Keeping Mum is riveting stuff. It is built around the poisonous marriage of his parents, Peggy and Bert, whose relationship was so broken that they couldn't even find the pieces. Though working-class Londoners, the couple moved to Cambridge in the late 1930s, where they were tenants on an estate promoted as "Homes for the Future".

There, in the filthy interior of the rented house, Thompson spent the Second World War "licking the salty grime from the windows" and waiting for his mother to come home. His father had volunteered for the RAF. While Bert was flying troops into Arnhem, Peggy doused herself in Blue Moon, drew nylons on her legs and went out dancing. The house was full of cartons of Lucky Strikes.

Before the war Bert had been a Post Office engineer, "ruthlessly ambitious and a quick learner". Peggy was always unstable, unhappy and promiscuous. She despised the family she had left behind in London, but equally loathed Cambridge: "On hot days she would sit in a chair outside the kitchen door, her legs exposed to the crotch of her knickers, her back turned resolutely to the pleasure of the lawn, smoking and throwing the dog ends at the dustbin."

In Bert's absence, both parents charged their six-year-old son with impossible responsibilities. Bert told him that he should "do something" about his mother, while Peggy screamed at him to keep his effing mouth shut. Brian assumed a furtive, observational role, dodging the blows of both parents. He was a grateful refugee to wartime London, where he was dumped on his aunt Elsie. When her house was bombed, he was sent to his father's parents above a bicycle repair shop in Lambeth Walk. But he always ended up back in Cambridge, alone in the house with an atlas, Johnson's Dictionary and a copy of BB's The Little Grey Men, sent to him by his father's aircrew.

Bert was courageous and rose to flight-lieutenant, but he remained brutally uncharitable. He even rejected an appeal by his former rear-gunner for the loan of a quid.

Despite his mother's madness, Thompson felt for Peggy. "There was something in her war that was more real than my father's slow progress towards making himself an officer and a gentleman," he writes. "For all the mess she made of things, she was by temperament more likely than he to have sensed the huge ache in the skies that overlaid England. Hers was a tragic war, filled with cupboards stuffed with skeletons. One of her boyfriends gave me his baseball bat and a huge meaty softball. He was killed a week or so later."

In the post-war years, Bert worked for a London planning department and metamorphosed into a working-class Tory with a "fine disdain of lefties, commies, poofs, conchies, spivs, scroungers, tarts, and of course, above all, Yanks". Peggy and Brian were left to rot in Cambridge.
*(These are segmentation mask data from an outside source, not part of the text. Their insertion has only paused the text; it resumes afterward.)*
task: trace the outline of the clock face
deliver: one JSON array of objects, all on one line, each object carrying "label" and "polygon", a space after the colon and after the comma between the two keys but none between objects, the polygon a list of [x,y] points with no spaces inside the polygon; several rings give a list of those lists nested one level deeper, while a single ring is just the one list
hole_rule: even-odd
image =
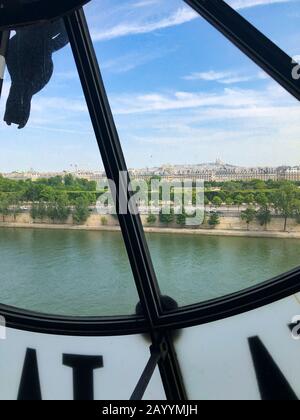
[{"label": "clock face", "polygon": [[52,3],[1,4],[0,400],[298,399],[293,5]]},{"label": "clock face", "polygon": [[[191,400],[299,397],[300,296],[180,330],[175,347]],[[149,358],[140,335],[66,337],[4,330],[0,398],[128,400]],[[82,379],[74,383],[78,375]],[[156,371],[145,399],[164,400]]]},{"label": "clock face", "polygon": [[299,294],[203,326],[176,342],[190,399],[299,398]]},{"label": "clock face", "polygon": [[[8,328],[0,356],[1,400],[129,400],[149,350],[139,335],[63,337]],[[76,382],[76,375],[85,379]],[[165,398],[156,370],[145,399]]]}]

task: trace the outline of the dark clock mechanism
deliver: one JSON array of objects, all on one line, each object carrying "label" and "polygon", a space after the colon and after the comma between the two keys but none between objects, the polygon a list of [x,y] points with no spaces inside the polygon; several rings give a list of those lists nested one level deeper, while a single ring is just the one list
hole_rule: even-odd
[{"label": "dark clock mechanism", "polygon": [[74,10],[90,0],[1,0],[1,27],[16,29],[17,26],[36,22],[49,22]]},{"label": "dark clock mechanism", "polygon": [[19,28],[10,39],[6,63],[11,88],[4,121],[25,127],[31,99],[42,90],[53,74],[52,54],[68,43],[62,20]]}]

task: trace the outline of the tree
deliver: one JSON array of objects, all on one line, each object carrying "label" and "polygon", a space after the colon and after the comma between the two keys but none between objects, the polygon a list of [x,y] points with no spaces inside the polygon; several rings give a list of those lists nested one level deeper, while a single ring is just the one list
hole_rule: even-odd
[{"label": "tree", "polygon": [[245,203],[246,204],[254,204],[255,202],[255,196],[254,194],[247,194],[245,197]]},{"label": "tree", "polygon": [[223,204],[223,202],[222,202],[222,200],[221,200],[221,198],[220,198],[220,197],[216,196],[216,197],[214,197],[214,198],[213,198],[212,204],[213,204],[215,207],[221,207],[221,206],[222,206],[222,204]]},{"label": "tree", "polygon": [[2,221],[5,222],[5,216],[9,214],[9,199],[7,194],[0,196],[0,214],[2,215]]},{"label": "tree", "polygon": [[55,190],[48,185],[44,186],[39,194],[39,197],[34,201],[43,201],[50,203],[55,200]]},{"label": "tree", "polygon": [[63,181],[66,187],[74,187],[74,185],[76,184],[76,181],[72,174],[65,175]]},{"label": "tree", "polygon": [[285,183],[278,191],[273,193],[272,202],[275,210],[284,218],[284,232],[287,230],[287,221],[294,214],[294,202],[298,189],[292,183]]},{"label": "tree", "polygon": [[37,205],[38,218],[43,220],[47,216],[47,207],[43,201],[39,201]]},{"label": "tree", "polygon": [[35,221],[36,219],[43,220],[48,215],[47,207],[43,201],[39,201],[38,203],[32,203],[30,209],[30,216]]},{"label": "tree", "polygon": [[241,205],[244,203],[244,197],[241,194],[238,194],[234,198],[234,204],[238,206],[238,210],[240,210]]},{"label": "tree", "polygon": [[255,196],[255,202],[260,206],[260,207],[265,207],[267,208],[269,205],[269,200],[268,197],[265,193],[259,193],[256,194]]},{"label": "tree", "polygon": [[242,211],[241,219],[247,223],[247,230],[250,229],[250,223],[254,221],[255,216],[256,216],[256,211],[251,207],[247,208],[247,210],[245,211]]},{"label": "tree", "polygon": [[24,199],[26,201],[30,201],[31,203],[38,201],[43,189],[43,185],[30,181],[26,186],[26,191],[24,191]]},{"label": "tree", "polygon": [[47,206],[47,216],[54,223],[65,222],[70,215],[70,208],[66,194],[58,194],[54,201],[51,201]]},{"label": "tree", "polygon": [[219,191],[218,192],[218,197],[222,200],[222,203],[224,203],[225,200],[226,200],[227,194],[224,191]]},{"label": "tree", "polygon": [[223,186],[224,186],[224,189],[226,189],[226,191],[230,191],[230,192],[239,191],[242,187],[241,183],[237,181],[225,182]]},{"label": "tree", "polygon": [[55,209],[55,202],[51,201],[47,205],[47,217],[52,220],[52,223],[55,222],[56,219],[56,209]]},{"label": "tree", "polygon": [[13,215],[14,221],[16,221],[18,214],[21,213],[20,195],[18,193],[12,194],[9,203],[11,205],[9,213]]},{"label": "tree", "polygon": [[172,208],[162,209],[159,213],[159,221],[166,225],[174,222],[174,210]]},{"label": "tree", "polygon": [[294,208],[294,216],[295,216],[296,222],[300,224],[300,200],[299,199],[294,200],[293,208]]},{"label": "tree", "polygon": [[39,217],[38,205],[36,203],[32,203],[32,205],[31,205],[30,216],[31,216],[33,221],[35,221]]},{"label": "tree", "polygon": [[272,220],[272,213],[271,210],[267,207],[261,207],[258,212],[256,213],[256,219],[258,220],[261,226],[265,227],[265,230],[268,228],[268,224]]},{"label": "tree", "polygon": [[226,203],[226,206],[229,209],[229,207],[233,206],[234,201],[233,201],[233,199],[231,197],[227,197],[226,200],[225,200],[225,203]]},{"label": "tree", "polygon": [[260,179],[254,179],[252,185],[255,190],[263,190],[266,188],[266,183]]},{"label": "tree", "polygon": [[73,220],[77,224],[84,224],[89,217],[89,203],[83,197],[78,197],[75,201]]},{"label": "tree", "polygon": [[220,215],[217,212],[212,212],[208,219],[208,224],[210,227],[215,228],[220,224]]},{"label": "tree", "polygon": [[54,176],[54,177],[48,179],[48,184],[51,187],[56,187],[56,188],[62,187],[63,186],[63,178],[60,175]]},{"label": "tree", "polygon": [[186,225],[186,213],[184,210],[182,213],[176,215],[176,223],[181,227]]},{"label": "tree", "polygon": [[59,196],[55,202],[56,219],[60,222],[66,222],[70,215],[70,208],[68,198],[66,196]]},{"label": "tree", "polygon": [[157,217],[155,216],[155,214],[149,214],[149,216],[147,217],[147,224],[148,225],[154,225],[157,221]]}]

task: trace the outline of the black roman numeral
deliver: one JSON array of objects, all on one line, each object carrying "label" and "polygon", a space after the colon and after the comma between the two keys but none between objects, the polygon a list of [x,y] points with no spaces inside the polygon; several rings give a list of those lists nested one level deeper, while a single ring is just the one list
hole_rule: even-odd
[{"label": "black roman numeral", "polygon": [[93,400],[94,370],[103,367],[103,357],[64,354],[63,364],[73,369],[74,400]]},{"label": "black roman numeral", "polygon": [[42,392],[36,350],[27,349],[19,387],[18,400],[40,401],[41,399]]},{"label": "black roman numeral", "polygon": [[249,346],[262,400],[298,401],[292,387],[260,338],[249,338]]}]

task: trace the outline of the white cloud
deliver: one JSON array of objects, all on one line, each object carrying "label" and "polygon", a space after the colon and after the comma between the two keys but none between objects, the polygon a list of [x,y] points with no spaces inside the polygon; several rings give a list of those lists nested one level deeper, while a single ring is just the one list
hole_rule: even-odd
[{"label": "white cloud", "polygon": [[223,71],[223,72],[216,72],[214,70],[206,71],[206,72],[199,72],[199,73],[191,73],[188,76],[185,76],[185,80],[202,80],[205,82],[217,82],[224,85],[231,85],[235,83],[245,83],[250,82],[253,80],[265,79],[266,75],[263,72],[257,74],[243,74],[241,72],[235,71]]},{"label": "white cloud", "polygon": [[[228,0],[237,10],[272,5],[277,3],[298,2],[299,0]],[[126,1],[111,7],[111,4],[100,1],[87,8],[90,21],[93,23],[94,41],[107,41],[124,36],[146,34],[154,31],[182,25],[199,18],[189,6],[180,6],[177,0]],[[106,10],[107,9],[107,10]]]},{"label": "white cloud", "polygon": [[218,82],[220,80],[224,80],[228,77],[231,77],[231,72],[217,72],[214,70],[200,72],[200,73],[192,73],[189,76],[185,76],[185,80],[204,80],[206,82]]},{"label": "white cloud", "polygon": [[171,15],[160,20],[148,22],[123,22],[106,30],[93,30],[94,41],[105,41],[128,35],[146,34],[159,29],[166,29],[172,26],[182,25],[197,18],[197,14],[187,7],[177,9]]},{"label": "white cloud", "polygon": [[299,0],[227,0],[235,9],[248,9],[250,7],[267,6],[276,3],[291,3]]},{"label": "white cloud", "polygon": [[149,6],[153,6],[154,4],[158,4],[159,2],[160,0],[141,0],[134,3],[132,7],[137,8],[137,9],[140,7],[149,7]]},{"label": "white cloud", "polygon": [[173,92],[118,95],[112,98],[115,114],[143,114],[195,108],[244,108],[273,104],[274,93],[225,88],[221,93]]},{"label": "white cloud", "polygon": [[[7,83],[4,91],[7,95]],[[226,87],[210,94],[142,92],[116,95],[111,103],[126,158],[133,167],[150,164],[149,156],[153,164],[196,163],[219,155],[237,164],[300,161],[300,107],[273,82],[261,91]],[[2,129],[5,138],[19,135],[18,130]],[[80,153],[88,145],[97,155],[80,97],[36,96],[25,130],[20,138],[29,142],[35,136],[41,147],[51,138],[56,146],[67,141],[73,148],[82,147]],[[53,159],[56,162],[60,157]]]},{"label": "white cloud", "polygon": [[273,82],[261,91],[128,95],[112,105],[131,166],[135,156],[148,165],[149,156],[153,165],[216,156],[246,165],[300,161],[300,107]]}]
Grammar school provided Brian with libraries and girls, but his education made both parents suspect that he was turning into a swot, and his father promptly taught him to swim by throwing him in the deep end of the pool at Jesus Green. One summer day, Brian told Peggy he was going to London on his brakeless, rusting bicycle. His mother shrugged and lit a fag. He narrowly survived the 50-mile trip and followed the bus route across the West End to Lambeth, where his grandparents gave him a bottle of stout.

"You mean you never come down Stamford Hill way?" asked his grandfather. "Well, you missed a trick there."

Evocative and precisely written, laced with choice dialogue and scenes of vivid seediness, Keeping Mum is a beautifully judged account of an era usually doused in generalised sentiment. Thompson catches England on the cusp, when the population escaping from its "Victorian canyons" was lost without the extended families that had been an integral part of their self-sufficient poverty. Bert and Peggy are freaks in an oddly desolate new world. Like Larkin, Thompson finds in this deprivation something akin to Wordsworth's daffodils.